In December last year, the junior health minister, Stephen Ladyman, commissioned a new national framework for the assessment of fully funded NHS continuing care, and announced the publication of an independent report on the matter. No date has yet been set for the framework's introduction
While Help the Aged spokes- man Jonathan Ellis says it will be a "vast improvement" on the existing system, Philip Spiers, director of the Nursing Home Fees Agency (NHFA), is reserving judgement until details are announced. "Funding for long-term care has been a grey area for far too long," he says.
Anyone who believes they are wrongly paying for care should contact their local Primary Care Trust to ask for a review. If they are unhappy with its decision, they can then appeal to the Health Service Ombudsman.

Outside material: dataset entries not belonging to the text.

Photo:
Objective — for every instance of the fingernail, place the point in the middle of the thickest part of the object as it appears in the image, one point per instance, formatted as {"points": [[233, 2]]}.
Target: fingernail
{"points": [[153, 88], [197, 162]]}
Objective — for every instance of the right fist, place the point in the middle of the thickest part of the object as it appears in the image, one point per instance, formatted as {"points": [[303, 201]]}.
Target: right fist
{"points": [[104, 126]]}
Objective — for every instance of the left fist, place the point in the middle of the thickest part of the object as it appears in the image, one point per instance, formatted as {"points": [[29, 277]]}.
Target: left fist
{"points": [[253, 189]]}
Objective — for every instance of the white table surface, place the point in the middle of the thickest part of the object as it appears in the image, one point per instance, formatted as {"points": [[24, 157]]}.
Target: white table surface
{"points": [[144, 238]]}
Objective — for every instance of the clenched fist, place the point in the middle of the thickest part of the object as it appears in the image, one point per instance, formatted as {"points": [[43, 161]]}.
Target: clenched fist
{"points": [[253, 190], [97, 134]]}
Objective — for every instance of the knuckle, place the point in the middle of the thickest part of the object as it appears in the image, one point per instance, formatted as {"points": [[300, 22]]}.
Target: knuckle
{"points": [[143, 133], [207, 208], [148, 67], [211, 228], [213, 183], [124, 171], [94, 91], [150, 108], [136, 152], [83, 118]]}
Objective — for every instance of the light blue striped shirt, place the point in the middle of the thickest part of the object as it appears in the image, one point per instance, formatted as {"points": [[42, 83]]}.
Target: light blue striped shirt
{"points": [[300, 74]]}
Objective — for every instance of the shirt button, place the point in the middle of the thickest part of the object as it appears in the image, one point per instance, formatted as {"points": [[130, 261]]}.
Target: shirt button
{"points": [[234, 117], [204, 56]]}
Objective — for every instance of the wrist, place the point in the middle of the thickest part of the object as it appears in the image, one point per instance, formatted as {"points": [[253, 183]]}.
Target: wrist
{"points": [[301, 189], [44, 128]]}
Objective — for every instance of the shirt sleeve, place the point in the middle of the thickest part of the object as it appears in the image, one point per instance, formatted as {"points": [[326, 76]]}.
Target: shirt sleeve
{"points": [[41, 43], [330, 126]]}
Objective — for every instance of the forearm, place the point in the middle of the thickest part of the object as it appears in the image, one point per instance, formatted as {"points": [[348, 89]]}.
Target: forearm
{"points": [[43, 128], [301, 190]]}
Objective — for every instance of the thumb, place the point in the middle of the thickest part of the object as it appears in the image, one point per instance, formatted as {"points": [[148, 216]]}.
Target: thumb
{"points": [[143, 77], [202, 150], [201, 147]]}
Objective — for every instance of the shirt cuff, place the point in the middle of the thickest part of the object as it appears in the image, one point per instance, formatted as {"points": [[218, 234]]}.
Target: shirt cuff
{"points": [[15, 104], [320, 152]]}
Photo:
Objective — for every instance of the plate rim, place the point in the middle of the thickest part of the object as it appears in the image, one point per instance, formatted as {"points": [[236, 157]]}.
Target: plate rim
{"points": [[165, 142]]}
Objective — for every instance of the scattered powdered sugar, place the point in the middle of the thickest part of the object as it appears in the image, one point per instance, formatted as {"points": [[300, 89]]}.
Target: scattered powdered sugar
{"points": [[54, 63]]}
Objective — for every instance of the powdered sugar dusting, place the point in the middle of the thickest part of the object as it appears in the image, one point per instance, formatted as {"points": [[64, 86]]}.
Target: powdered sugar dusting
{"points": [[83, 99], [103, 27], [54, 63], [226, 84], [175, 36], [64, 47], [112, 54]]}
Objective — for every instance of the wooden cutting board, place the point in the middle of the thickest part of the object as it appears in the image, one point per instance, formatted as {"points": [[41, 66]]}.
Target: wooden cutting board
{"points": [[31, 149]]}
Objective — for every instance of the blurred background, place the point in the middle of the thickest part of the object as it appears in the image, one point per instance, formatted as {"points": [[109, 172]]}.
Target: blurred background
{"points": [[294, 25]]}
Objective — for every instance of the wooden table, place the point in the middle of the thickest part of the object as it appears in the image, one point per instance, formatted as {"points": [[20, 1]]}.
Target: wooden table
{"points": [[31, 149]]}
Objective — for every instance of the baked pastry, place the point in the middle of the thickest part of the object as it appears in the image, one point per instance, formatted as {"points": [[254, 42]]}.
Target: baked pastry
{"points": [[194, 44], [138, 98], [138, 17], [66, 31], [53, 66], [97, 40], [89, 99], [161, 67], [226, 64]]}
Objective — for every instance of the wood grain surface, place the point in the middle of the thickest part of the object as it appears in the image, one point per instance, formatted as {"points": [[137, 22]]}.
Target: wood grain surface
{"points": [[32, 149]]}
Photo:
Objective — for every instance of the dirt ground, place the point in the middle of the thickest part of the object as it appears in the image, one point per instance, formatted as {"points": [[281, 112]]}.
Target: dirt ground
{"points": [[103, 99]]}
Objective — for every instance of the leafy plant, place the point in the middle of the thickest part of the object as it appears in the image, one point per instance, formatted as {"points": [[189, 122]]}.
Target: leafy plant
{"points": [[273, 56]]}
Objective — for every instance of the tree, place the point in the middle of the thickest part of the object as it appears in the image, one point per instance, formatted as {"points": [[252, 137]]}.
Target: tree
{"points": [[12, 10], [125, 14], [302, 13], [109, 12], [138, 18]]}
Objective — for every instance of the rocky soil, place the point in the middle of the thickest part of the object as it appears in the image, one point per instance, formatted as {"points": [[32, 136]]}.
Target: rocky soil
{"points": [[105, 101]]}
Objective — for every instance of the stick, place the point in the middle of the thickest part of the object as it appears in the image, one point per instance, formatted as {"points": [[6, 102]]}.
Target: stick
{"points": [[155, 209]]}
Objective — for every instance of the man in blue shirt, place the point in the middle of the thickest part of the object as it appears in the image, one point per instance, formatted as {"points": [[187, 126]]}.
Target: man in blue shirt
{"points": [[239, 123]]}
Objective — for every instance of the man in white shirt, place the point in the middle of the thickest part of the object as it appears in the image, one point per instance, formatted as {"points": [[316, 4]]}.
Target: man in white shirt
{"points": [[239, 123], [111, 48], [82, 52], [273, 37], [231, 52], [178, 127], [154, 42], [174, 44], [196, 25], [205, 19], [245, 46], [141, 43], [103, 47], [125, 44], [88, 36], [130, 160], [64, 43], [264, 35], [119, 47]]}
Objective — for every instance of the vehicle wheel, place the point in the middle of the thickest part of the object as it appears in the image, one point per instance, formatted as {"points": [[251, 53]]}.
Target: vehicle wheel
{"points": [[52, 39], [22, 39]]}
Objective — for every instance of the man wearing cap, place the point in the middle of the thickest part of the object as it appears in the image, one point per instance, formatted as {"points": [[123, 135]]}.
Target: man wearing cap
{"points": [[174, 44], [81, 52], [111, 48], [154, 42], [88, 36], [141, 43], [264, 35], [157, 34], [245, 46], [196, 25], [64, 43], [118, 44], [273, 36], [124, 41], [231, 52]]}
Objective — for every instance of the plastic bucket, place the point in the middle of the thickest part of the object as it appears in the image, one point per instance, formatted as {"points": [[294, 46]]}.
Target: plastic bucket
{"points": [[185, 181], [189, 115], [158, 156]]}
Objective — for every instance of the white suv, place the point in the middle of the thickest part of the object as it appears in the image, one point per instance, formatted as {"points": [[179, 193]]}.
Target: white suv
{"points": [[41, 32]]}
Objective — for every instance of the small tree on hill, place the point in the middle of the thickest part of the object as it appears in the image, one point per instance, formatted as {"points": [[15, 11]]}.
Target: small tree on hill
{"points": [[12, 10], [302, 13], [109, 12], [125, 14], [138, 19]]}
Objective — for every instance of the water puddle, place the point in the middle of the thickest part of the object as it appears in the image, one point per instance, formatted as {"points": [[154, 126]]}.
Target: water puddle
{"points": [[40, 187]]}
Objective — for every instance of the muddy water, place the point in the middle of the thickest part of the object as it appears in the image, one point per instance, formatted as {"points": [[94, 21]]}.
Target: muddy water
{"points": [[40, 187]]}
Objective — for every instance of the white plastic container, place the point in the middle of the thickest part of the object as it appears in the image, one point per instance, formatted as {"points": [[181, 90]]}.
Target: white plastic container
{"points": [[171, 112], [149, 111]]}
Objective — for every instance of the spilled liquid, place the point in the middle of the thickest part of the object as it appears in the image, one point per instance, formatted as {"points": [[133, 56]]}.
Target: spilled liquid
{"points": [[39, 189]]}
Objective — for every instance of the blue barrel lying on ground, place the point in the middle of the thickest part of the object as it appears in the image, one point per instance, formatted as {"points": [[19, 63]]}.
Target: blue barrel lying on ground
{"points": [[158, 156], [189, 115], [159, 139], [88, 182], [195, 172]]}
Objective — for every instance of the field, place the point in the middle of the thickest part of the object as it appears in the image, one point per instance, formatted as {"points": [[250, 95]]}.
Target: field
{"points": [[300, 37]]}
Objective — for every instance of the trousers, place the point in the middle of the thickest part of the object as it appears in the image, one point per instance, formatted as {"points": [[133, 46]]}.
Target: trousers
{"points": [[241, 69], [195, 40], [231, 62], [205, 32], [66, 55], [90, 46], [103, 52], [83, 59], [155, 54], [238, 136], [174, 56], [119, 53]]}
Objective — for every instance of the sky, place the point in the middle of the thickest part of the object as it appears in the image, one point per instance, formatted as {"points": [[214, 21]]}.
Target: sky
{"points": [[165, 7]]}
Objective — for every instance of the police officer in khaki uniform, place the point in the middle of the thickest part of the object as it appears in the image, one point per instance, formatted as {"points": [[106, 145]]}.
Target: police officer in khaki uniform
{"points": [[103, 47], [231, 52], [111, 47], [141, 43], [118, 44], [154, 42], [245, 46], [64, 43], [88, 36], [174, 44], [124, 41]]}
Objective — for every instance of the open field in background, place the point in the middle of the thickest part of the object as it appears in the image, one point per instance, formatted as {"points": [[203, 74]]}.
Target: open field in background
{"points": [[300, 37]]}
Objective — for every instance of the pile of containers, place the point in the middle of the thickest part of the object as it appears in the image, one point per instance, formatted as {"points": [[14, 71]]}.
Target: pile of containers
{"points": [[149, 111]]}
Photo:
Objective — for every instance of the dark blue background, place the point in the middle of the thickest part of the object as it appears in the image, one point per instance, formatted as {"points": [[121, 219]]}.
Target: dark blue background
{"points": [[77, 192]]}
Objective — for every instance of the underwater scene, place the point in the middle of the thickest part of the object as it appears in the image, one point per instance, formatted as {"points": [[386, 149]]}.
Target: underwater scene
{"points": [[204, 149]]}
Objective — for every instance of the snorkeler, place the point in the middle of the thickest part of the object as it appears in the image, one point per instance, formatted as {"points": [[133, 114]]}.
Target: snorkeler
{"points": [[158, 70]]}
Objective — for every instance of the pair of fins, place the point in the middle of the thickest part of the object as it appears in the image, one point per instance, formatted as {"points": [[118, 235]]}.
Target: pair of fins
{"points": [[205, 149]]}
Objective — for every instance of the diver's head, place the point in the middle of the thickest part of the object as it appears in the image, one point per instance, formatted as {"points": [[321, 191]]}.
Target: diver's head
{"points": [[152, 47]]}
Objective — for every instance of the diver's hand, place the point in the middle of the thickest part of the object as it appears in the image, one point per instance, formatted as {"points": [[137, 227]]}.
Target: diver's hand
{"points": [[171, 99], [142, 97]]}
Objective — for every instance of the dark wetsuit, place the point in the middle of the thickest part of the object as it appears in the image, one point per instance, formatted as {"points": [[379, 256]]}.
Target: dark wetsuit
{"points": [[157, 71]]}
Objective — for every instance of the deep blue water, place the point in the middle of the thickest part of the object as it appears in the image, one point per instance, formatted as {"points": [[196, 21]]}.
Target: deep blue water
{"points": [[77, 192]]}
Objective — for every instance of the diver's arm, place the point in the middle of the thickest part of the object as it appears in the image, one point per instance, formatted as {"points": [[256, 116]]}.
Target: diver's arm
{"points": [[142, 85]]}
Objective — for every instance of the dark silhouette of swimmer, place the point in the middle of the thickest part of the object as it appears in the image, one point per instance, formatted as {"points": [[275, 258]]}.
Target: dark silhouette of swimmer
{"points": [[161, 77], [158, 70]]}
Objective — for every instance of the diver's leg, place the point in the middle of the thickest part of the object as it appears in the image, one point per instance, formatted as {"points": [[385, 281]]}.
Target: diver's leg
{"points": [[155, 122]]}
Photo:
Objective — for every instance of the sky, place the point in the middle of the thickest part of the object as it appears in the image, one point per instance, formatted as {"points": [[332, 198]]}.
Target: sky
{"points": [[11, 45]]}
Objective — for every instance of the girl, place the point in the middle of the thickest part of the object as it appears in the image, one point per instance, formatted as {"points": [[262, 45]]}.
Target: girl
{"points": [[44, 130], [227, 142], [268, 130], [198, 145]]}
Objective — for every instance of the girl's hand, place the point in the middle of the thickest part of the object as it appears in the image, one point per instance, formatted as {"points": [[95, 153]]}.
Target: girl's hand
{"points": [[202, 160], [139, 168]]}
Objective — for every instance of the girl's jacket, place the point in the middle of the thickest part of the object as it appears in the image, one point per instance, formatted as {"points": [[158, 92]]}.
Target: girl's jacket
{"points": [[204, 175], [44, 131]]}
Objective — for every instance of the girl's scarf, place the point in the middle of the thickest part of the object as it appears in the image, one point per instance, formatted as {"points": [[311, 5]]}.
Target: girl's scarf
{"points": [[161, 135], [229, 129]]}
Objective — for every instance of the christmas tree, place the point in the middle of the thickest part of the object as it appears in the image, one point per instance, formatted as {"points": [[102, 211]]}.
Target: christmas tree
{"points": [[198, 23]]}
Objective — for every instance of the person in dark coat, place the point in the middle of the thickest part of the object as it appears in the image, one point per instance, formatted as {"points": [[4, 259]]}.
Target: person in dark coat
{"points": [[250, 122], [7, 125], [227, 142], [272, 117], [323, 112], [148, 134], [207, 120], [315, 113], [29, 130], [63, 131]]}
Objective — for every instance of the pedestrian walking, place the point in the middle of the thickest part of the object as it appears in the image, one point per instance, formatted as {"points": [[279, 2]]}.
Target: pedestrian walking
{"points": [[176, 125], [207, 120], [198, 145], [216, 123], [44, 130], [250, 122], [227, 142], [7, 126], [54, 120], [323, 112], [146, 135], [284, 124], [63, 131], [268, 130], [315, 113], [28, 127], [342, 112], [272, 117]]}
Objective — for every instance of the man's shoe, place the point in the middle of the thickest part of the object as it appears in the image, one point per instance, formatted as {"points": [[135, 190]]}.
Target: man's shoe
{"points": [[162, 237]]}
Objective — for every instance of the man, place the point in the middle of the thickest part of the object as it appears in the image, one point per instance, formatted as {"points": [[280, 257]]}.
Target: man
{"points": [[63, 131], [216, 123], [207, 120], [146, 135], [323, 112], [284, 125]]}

Mr Spiers says the NHFA saw a rise in calls to its helplines last month. Many people complained of inappropriate or delayed assessment of care needs, and information not being provided by social services on time.
"Most of the problems we encounter at this time of year are money-led," he adds.
The good news for those who have to pay for their own care is that there are a number of state-funded benefits and schemes for which they may qualify. For example, if their capital excluding their home is less than £20,000, the local authority must disregard the value of the property and assist with fees for the first 12 weeks of residential care.
After this, the local authority can lend the money to finance care through a "deferred payment agreement", to be recovered when the property is finally sold.
Check, too, for eligibility for what is called attendance allowance. Those who end up funding themselves can qualify for a non-means-tested, non-taxable £39.95 benefit paid weekly for care by day or night - or £58.50 if both are needed.
If one spouse is still living at home, this property should not have to be sold or be included in care-fee calculations. Many elderly people may also be able to claim income support or pension credit, depending on their capital and income.
In any event, professional financial advice will allow you to consider all your options.